History Alive in Japanese Folding Screens

by Ariel Katz

“I keep thinking about whether my mortgage documents would last for 800 years.”

The audience laughed. With a crowd squeezed into a room in the basement in the Beinecke Rare Book and Manuscript Library, all eyes were fixed on a set of 12th century Japanese documents that sat casually at the front of the room. Two of the documents discussed land ownership. Daniel Botsman of Yale’s History Department gave an overview of two of the oldest documents as part of “The Tale of the Japanese Folding Screens: A Journey from Japan to Yale and Back,” a presentation about the Harimaze Byobu, a set of pre-modern Japanese documents pasted onto a folding screen.

Beinecke Rare Books and Manuscripts Library (Creative Commons)

Botsman’s joke about mortgage documents followed his explanation of two of the oldest documents on the table in front of him. The two documents had been written in 1192, and signed by Chogen, a 12th century Japanese Buddhist monk.

Botsman’s explanation emphasized the importance of microhistory: seemingly unimportant documents of land transfer, like the ones on the Harimaze Byobu, can shed light on historical phenomena and capture the zeitgeist of an important cultural moment. Botsman explained that 12th century Japan was a climate of “profound unrest and instability.” 1192, the year in which Chogen monogrammed the documents, marked the ascension of the new warrior government, under which many great temples were destroyed. Chogen had a vision to save Todai-ji, a temple that is now a UNESCO World Heritage Site. His idea was to convert a piece of land into an estate for Todai-ji. The documents Botsman displayed were Chogen’s request to have a deed drawn up for the region and the formal decree that ordered the transfer of lands.

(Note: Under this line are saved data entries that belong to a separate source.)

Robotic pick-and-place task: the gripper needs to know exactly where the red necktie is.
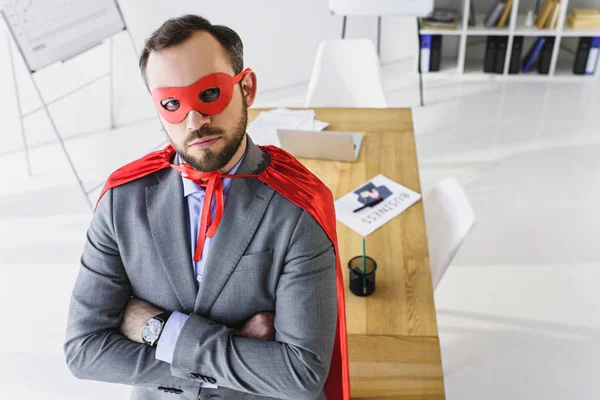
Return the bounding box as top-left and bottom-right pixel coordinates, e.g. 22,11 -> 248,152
171,163 -> 257,262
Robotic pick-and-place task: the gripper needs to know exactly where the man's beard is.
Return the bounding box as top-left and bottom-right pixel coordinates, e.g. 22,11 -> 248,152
173,98 -> 248,172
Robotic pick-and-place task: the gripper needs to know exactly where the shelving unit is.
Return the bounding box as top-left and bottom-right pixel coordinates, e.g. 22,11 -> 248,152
419,0 -> 600,82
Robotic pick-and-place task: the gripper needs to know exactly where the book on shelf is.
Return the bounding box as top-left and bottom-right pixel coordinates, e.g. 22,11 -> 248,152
571,8 -> 600,19
546,1 -> 560,29
494,36 -> 508,74
429,35 -> 442,72
585,36 -> 600,75
421,9 -> 458,30
535,0 -> 558,29
469,2 -> 477,26
508,36 -> 523,74
496,0 -> 513,28
573,37 -> 592,75
537,36 -> 554,75
567,8 -> 600,30
483,1 -> 506,28
522,37 -> 546,72
419,35 -> 432,72
483,36 -> 498,73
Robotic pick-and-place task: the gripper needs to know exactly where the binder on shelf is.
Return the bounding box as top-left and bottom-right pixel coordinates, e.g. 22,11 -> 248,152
429,35 -> 442,72
494,36 -> 508,74
483,36 -> 497,72
546,0 -> 560,29
483,1 -> 506,28
535,0 -> 556,29
508,36 -> 523,74
523,37 -> 546,72
420,35 -> 431,72
538,37 -> 554,75
585,36 -> 600,75
573,37 -> 592,75
496,0 -> 513,28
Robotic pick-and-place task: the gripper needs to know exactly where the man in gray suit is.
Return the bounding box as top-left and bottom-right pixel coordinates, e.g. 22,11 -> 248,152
65,15 -> 337,400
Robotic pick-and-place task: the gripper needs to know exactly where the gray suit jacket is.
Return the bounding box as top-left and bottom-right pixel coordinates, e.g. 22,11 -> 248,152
64,137 -> 337,400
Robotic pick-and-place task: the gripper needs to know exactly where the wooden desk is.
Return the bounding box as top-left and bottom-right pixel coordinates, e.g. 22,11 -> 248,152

The audience seemed to grow a little sleepy in the windowless room. In the row behind me, a man in a suit had nodded off. My own eyelids were starting to droop when Botsman asked in an upbeat voice: why should care about these screens?

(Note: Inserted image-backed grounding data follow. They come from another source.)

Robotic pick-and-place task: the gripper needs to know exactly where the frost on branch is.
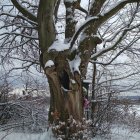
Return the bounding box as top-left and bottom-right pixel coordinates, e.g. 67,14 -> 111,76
45,60 -> 54,68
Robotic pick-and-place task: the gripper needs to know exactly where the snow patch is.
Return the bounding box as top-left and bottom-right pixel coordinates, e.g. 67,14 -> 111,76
45,60 -> 54,68
48,40 -> 70,52
69,55 -> 81,73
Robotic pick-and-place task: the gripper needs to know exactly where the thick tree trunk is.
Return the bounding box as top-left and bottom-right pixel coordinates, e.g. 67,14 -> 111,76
46,58 -> 83,123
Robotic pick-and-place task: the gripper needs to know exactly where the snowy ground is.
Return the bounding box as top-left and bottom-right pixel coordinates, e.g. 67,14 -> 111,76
0,126 -> 140,140
0,105 -> 140,140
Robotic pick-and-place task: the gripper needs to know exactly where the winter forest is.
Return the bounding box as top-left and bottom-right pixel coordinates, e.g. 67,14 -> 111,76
0,0 -> 140,140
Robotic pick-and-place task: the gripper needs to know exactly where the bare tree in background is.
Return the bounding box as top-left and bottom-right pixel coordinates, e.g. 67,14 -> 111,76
0,0 -> 140,126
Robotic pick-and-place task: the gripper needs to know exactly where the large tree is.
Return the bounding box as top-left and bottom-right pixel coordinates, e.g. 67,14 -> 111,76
0,0 -> 140,122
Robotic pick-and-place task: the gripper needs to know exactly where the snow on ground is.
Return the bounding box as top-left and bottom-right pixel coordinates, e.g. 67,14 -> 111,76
92,126 -> 140,140
0,131 -> 56,140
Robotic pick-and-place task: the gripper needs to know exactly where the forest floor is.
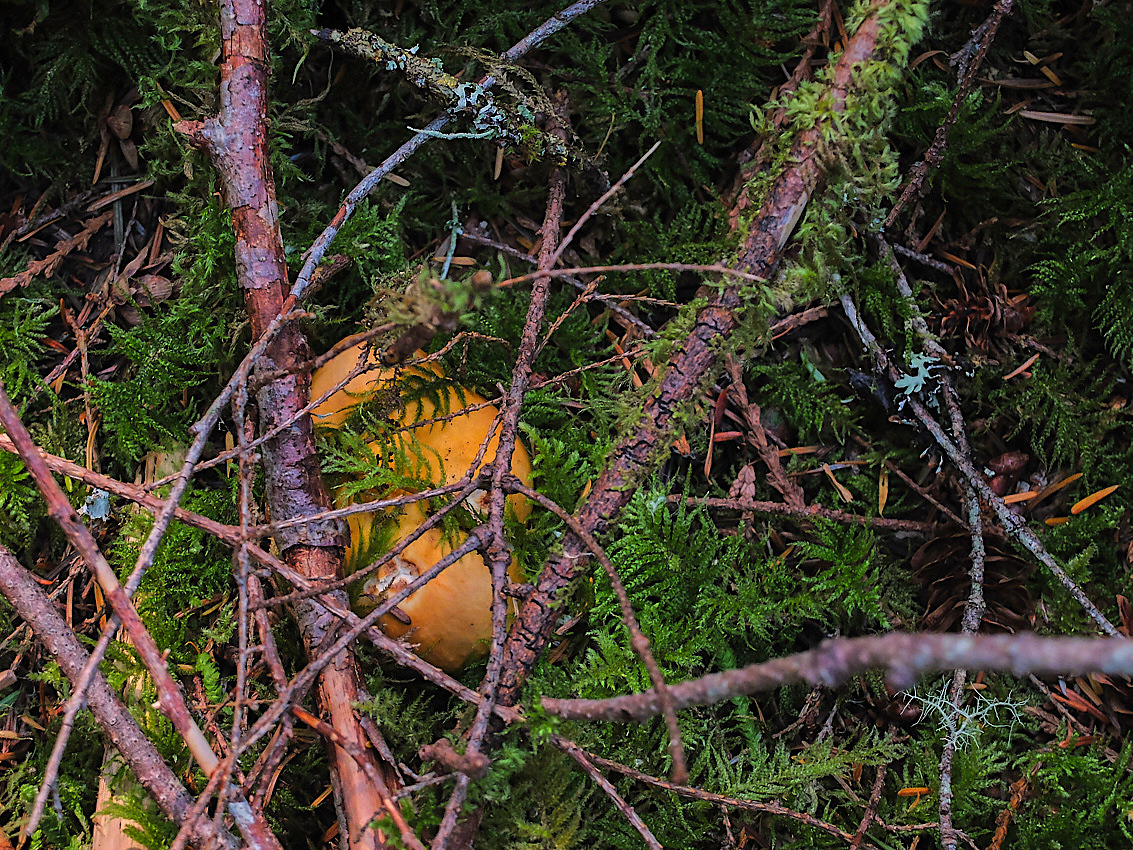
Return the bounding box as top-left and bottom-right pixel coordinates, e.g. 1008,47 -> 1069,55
0,0 -> 1133,850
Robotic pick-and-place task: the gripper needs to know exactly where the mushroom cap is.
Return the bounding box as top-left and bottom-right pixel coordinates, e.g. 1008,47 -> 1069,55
310,343 -> 531,672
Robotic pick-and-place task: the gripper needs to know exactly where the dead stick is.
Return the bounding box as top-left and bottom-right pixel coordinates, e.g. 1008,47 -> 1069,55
0,547 -> 237,848
500,0 -> 901,705
542,632 -> 1133,723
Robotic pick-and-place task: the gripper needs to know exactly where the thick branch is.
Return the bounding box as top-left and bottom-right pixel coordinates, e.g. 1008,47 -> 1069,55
0,549 -> 237,848
543,632 -> 1133,723
500,0 -> 879,705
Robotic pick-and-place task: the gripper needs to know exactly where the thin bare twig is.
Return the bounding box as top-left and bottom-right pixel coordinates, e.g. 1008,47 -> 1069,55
885,0 -> 1013,228
542,632 -> 1133,723
841,295 -> 1121,637
290,0 -> 605,299
0,547 -> 238,848
0,384 -> 279,848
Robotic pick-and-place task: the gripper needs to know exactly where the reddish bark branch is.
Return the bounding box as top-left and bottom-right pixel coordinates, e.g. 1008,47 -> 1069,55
0,549 -> 237,848
500,0 -> 879,705
176,0 -> 389,848
542,632 -> 1133,723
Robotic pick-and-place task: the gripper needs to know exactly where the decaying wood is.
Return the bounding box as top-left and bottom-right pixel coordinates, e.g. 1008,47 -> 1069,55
500,3 -> 885,705
0,549 -> 238,848
177,0 -> 389,848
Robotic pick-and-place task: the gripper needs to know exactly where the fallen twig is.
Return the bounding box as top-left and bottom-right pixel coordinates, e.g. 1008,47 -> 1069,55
540,632 -> 1133,723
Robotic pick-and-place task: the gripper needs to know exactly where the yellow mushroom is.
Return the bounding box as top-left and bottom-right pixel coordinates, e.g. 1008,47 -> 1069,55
310,345 -> 531,672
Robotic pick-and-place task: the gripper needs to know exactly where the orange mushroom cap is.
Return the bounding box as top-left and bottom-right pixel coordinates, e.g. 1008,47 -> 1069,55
310,343 -> 531,672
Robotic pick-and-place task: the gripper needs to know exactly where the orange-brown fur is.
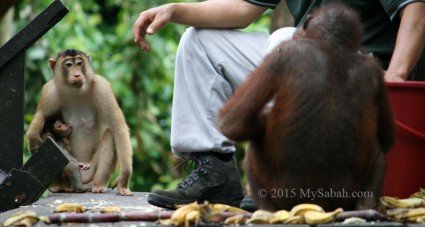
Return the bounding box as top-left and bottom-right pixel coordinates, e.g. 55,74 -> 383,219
27,50 -> 133,195
220,4 -> 394,210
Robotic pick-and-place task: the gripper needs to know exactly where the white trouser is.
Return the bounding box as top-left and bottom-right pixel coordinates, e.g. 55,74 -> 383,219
171,27 -> 294,156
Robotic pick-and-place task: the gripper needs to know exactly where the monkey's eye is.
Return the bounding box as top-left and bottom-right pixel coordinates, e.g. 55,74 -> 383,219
75,59 -> 83,66
64,60 -> 72,68
303,14 -> 313,30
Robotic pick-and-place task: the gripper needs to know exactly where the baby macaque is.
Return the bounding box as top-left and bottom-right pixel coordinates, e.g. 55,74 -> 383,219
43,119 -> 92,192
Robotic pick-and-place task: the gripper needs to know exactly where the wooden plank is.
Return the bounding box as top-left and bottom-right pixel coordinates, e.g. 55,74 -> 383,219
0,51 -> 25,173
0,0 -> 68,68
0,169 -> 43,212
22,137 -> 69,202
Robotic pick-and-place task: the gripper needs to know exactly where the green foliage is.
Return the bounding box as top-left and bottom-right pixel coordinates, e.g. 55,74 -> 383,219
14,0 -> 268,191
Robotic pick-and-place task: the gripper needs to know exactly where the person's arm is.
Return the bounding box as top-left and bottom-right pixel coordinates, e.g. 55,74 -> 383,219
385,2 -> 425,82
133,0 -> 268,51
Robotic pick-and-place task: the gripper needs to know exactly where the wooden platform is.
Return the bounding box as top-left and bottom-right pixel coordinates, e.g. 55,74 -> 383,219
0,189 -> 410,227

“The transfer from land owned by states to private ownership of land marks the transition to Japan’s medieval period.” Botsman noted the shifts in economic, political, and religious society that are all represented in these documents.

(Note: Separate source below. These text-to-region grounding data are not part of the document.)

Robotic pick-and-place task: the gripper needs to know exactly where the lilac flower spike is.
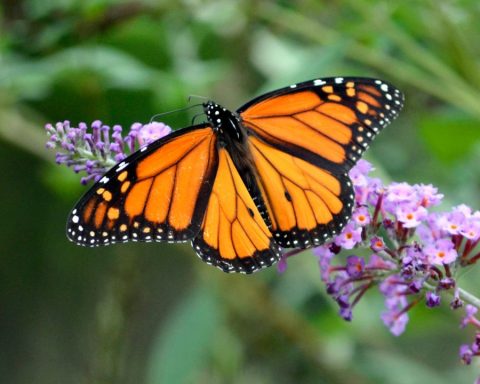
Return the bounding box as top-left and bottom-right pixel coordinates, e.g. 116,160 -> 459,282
314,160 -> 480,372
45,120 -> 172,184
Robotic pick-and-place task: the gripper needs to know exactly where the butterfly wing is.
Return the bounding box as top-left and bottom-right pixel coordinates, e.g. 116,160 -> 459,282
238,78 -> 403,248
67,124 -> 218,246
192,148 -> 280,273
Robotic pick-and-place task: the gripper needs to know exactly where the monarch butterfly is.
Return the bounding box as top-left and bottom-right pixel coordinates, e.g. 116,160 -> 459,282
67,77 -> 403,273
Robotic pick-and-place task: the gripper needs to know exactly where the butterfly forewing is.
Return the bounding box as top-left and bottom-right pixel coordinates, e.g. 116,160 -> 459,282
67,77 -> 403,273
67,125 -> 218,246
238,77 -> 403,174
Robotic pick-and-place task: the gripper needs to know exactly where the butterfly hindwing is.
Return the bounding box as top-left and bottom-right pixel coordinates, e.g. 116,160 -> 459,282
238,78 -> 403,248
67,125 -> 218,246
238,77 -> 403,174
192,148 -> 280,273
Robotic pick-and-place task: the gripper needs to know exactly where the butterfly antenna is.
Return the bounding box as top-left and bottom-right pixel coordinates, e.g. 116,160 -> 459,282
191,112 -> 205,125
150,103 -> 202,123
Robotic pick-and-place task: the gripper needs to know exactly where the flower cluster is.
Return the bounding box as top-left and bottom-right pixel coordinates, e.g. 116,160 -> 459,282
45,120 -> 172,184
304,160 -> 480,363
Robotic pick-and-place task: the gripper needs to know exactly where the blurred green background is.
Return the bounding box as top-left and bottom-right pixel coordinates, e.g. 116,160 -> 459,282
0,0 -> 480,384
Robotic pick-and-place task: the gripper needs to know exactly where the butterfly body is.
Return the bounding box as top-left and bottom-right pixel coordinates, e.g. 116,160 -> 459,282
67,78 -> 403,273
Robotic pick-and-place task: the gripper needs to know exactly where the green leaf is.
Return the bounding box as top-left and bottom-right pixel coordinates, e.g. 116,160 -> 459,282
147,286 -> 221,384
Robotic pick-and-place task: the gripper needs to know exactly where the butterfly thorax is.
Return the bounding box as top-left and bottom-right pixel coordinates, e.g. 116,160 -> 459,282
203,101 -> 244,147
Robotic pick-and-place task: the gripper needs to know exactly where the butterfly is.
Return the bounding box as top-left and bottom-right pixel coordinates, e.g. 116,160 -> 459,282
67,77 -> 403,273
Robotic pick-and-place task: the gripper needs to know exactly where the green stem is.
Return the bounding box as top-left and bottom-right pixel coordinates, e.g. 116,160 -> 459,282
458,288 -> 480,309
90,252 -> 139,384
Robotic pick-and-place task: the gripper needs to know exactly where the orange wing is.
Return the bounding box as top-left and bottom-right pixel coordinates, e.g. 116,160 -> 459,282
238,78 -> 403,174
192,148 -> 281,273
67,125 -> 218,246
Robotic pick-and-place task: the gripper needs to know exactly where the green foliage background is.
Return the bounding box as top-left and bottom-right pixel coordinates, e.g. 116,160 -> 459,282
0,0 -> 480,384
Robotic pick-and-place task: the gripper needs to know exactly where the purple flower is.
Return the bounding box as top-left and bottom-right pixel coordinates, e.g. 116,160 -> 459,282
381,310 -> 408,336
352,207 -> 371,227
460,216 -> 480,241
385,183 -> 418,208
459,344 -> 473,365
346,255 -> 365,278
415,184 -> 443,208
365,253 -> 397,271
460,304 -> 479,328
137,121 -> 172,147
425,291 -> 440,308
335,222 -> 362,249
395,204 -> 427,228
313,245 -> 335,283
437,211 -> 466,235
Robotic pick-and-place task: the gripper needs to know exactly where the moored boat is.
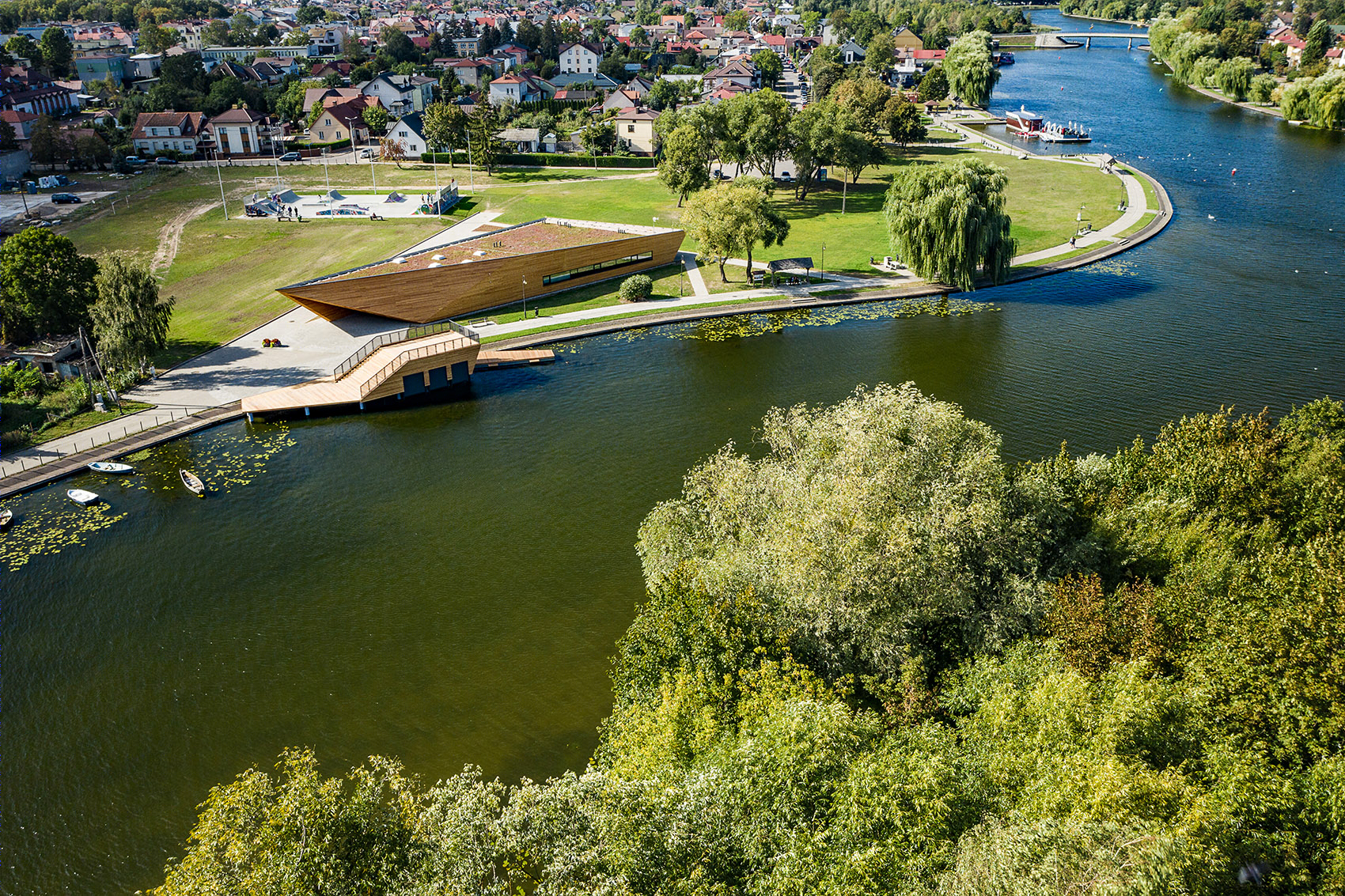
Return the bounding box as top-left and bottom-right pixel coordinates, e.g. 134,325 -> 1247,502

Even non-Japanophiles might find the tale of the screens intriguing: the documents have a second history of journeying between Yale and Japan. They are a physical incarnation of the relationship between Yale and University of Tokyo. The Yale Association of Japan donated the documents to Yale in 1934. Apparently, Yale is one of the only places outside of Japan with this impressive a collection of premodern Japanese documents. Yale was at the forefront of the 19th century “oriental boom” as the first American university to get into what was then called “Oriental Studies.” The Harimaze documents were first exhibited at Yale just after the Japanese invasion of Manchuria, when anti-Japanese sentiment was high. The scrolls serve to show the U.S., from then up to today, the rich cultural and artistic history of a nation that has historically seemed very distant.

After the talk we were invited to examine the documents. The sheets of paper appeared flimsy, pressed under pieces of glass. People fixated on the documents with a certain reverence. There is something powerful about standing inches away from something penned over 800 years ago. And I realized this was the true intrigue behind the Harimaze Byobu: it reminds us that history is physical. It was fascinating to hear Haruko Nakamura, curator of the East Asia Library, describe the painstaking transfer of the screens to and from Japan. She flipped through pictures of men loading the long, flat box holding the Byobu on and off airplanes, into and out of doors. The Byobu remind us that history is concrete, transferable. And ultimately, the talk reminded me that I should really go into Beinecke more often and surround myself with the physical remnants of history.